Environment, Climate Change and Forestry Cabinet Secretary Deborah M. Barasa has assured Parliament that firm environmental and public health measures have been put in place for the proposed oil development in the South Lokichar Basin in Turkana County. Appearing before a joint sitting of the Senate Committee on Energy and the National Assembly Committee on Energy, she presented a detailed report on environmental approvals, safety standards and plans for site closure covering Blocks T6 and T7.
Barasa informed lawmakers that Tullow Oil Kenya B.V. submitted the Environmental and Social Impact Assessment for the South Lokichar Upstream Oil Development Project in September 2021. She said the assessment was reviewed in line with the Environmental Management and Coordination Act.
The ministry confirmed that the National Environment Management Authority issued an Environmental and Social Impact Assessment licence for the project on October 28, 2025.
Barasa explained that the approval allows for production of up to 130,000 barrels of oil per day over a 25 year period. The plan covers six oil fields Amosing, Ngamia, Twiga, Ekales, Agete and Etom within a 1,500 hectare project area.
‘’The scope for the licensed ESIA was for production capacity of 130,000 barrels of oil per day over a 25-year period comprising six oil fields with wellpads, infield connecting infrastructure, Central Hub, Central Processing Facility (CPF) Integrated Waste management Facility and Engineered Landfill associated facilities and amenities within the six oil fields: Amosing, Ngamia, Twiga, Ekales, Agete, and Etom located within 1,500Ha of defined project footprint in the South Lokichar Basin Blocks 10BB and 13T, Turkana County.’’ Barasa said.
However, she noted that the Field Development Plan now before the government proposes a phased rollout under a new contractor, Gulf Energy Limited. The updated plan reduces initial output and sets a new timeline for first oil.
Barasa added, ‘’The Currently tabled FDP has taken a phased approach with the new contractor, Gulf Energy Limited projecting a production rate of 20,000 barrels per day (BPD) in phase 1 and 50,000 BPD in phase II with an expected first Oil date in December 2026.’’
She further told the committees that crude oil from South Lokichar will in the early stages be moved by road and or rail to Kenya Petroleum Refineries Limited for storage and handling before export through Kipevu Oil Terminal II. This marks a shift from the earlier plan that proposed construction of the Lokichar Export Facility and transportation of crude through the Lokichar Lamu Crude Oil Pipeline to Lamu Port.
‘’The produced crude oil in South Lokichar will be transported by road and/or rail for storage and handling at Kenya Petroleum Refineries Limited (KPRL) and subsequently exported through Kipevu Oil Terminal II. This is a material deviation from the licensed design concept of establishing a Lokichar Export Facility (LEF) and transporting the crude oil via the Lokichar–Lamu Crude Oil Pipeline (LLCOP) for export at Lamu Port.’’ Barasa said.

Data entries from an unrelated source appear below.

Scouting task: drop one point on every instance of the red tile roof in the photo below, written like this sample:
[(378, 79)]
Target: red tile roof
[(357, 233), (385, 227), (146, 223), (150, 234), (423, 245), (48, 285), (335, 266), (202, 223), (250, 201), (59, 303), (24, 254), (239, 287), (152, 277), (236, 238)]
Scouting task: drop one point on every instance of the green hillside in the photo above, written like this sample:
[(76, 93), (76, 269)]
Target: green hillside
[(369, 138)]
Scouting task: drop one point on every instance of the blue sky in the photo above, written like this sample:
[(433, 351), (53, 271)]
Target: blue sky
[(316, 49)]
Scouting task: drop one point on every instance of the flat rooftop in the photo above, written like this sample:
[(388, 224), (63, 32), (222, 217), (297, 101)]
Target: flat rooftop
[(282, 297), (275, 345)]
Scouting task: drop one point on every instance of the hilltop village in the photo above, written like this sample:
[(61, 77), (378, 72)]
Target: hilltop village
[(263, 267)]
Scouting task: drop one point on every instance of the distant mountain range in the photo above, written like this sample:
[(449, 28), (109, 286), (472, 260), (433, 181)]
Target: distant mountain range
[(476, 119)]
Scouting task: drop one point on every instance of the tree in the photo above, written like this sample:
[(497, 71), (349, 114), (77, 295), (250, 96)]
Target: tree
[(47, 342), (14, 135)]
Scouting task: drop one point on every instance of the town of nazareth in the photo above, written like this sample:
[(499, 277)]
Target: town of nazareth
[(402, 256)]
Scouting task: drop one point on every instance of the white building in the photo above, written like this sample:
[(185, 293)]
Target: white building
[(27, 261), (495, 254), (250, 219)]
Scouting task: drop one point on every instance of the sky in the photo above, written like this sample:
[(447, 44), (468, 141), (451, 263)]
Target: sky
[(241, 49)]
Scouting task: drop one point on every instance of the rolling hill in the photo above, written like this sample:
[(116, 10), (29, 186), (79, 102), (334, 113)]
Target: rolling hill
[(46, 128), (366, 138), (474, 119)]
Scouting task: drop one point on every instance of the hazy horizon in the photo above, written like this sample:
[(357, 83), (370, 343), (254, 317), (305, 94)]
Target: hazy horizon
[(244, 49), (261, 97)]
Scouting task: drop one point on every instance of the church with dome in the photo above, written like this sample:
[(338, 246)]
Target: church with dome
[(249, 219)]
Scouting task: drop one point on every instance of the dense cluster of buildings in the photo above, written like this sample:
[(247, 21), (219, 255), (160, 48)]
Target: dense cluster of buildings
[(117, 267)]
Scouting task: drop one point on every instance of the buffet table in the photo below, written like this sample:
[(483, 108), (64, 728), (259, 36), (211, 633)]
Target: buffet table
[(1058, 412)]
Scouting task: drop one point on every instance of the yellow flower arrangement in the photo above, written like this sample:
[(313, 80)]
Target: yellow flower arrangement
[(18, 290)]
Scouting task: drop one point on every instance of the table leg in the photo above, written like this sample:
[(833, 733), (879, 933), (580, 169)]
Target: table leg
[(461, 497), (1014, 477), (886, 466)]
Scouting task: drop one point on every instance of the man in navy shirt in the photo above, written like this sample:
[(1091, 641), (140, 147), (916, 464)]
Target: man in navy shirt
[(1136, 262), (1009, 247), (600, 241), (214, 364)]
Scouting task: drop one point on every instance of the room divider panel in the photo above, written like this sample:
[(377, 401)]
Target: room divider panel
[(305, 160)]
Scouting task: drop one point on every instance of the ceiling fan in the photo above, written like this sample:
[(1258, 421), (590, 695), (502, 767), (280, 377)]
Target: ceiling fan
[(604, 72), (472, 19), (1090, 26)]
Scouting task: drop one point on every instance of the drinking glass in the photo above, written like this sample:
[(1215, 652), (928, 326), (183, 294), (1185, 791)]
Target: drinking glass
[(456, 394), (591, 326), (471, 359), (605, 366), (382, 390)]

Due to this change, Gulf Energy has been instructed to formally transfer the existing ESIA licence from Tullow Oil and to carry out a supplementary environmental review. The additional assessment will address the revised project design, including the safety and health concerns linked to transporting crude by road or rail.
“The road and/or rail transport that Gulf Energy has proposed is yet to be scrutinized through an ESIA process to ensure appropriate safeguard conditions are instituted to guarantee public health and safety,” the CS said.
NEMA Director General Mamo Mamo also addressed the joint sitting, assuring legislators that the regulator will strictly enforce licence conditions and approved environmental management plans.
‘’NEMA as the principal environmental regulator, shall enforce all EIA licence conditions and the approved Environmental and Social Management Plan (ESMP) relating to decommissioning, site restoration, waste management, well abandonment, land rehabilitation, and post-closure environmental monitoring through compliance inspections, environmental audits, and issuance of enforcement and restoration orders where necessary.’’ Mamo said.
He added that NEMA will work with the Energy and Petroleum Regulatory Authority and county authorities to conduct routine inspections and audits. The agencies will also ensure oil spill prevention and emergency response plans are in place. In the event of an incident, the polluter pays principle will apply, meaning the responsible party must contain the spill, clean up, restore the site and provide compensation.
Barasa reiterated that a crude oil pipeline remains the safest and most suitable method of transport. She assured members of Parliament that any alternative system adopted will undergo full environmental review before it is approved.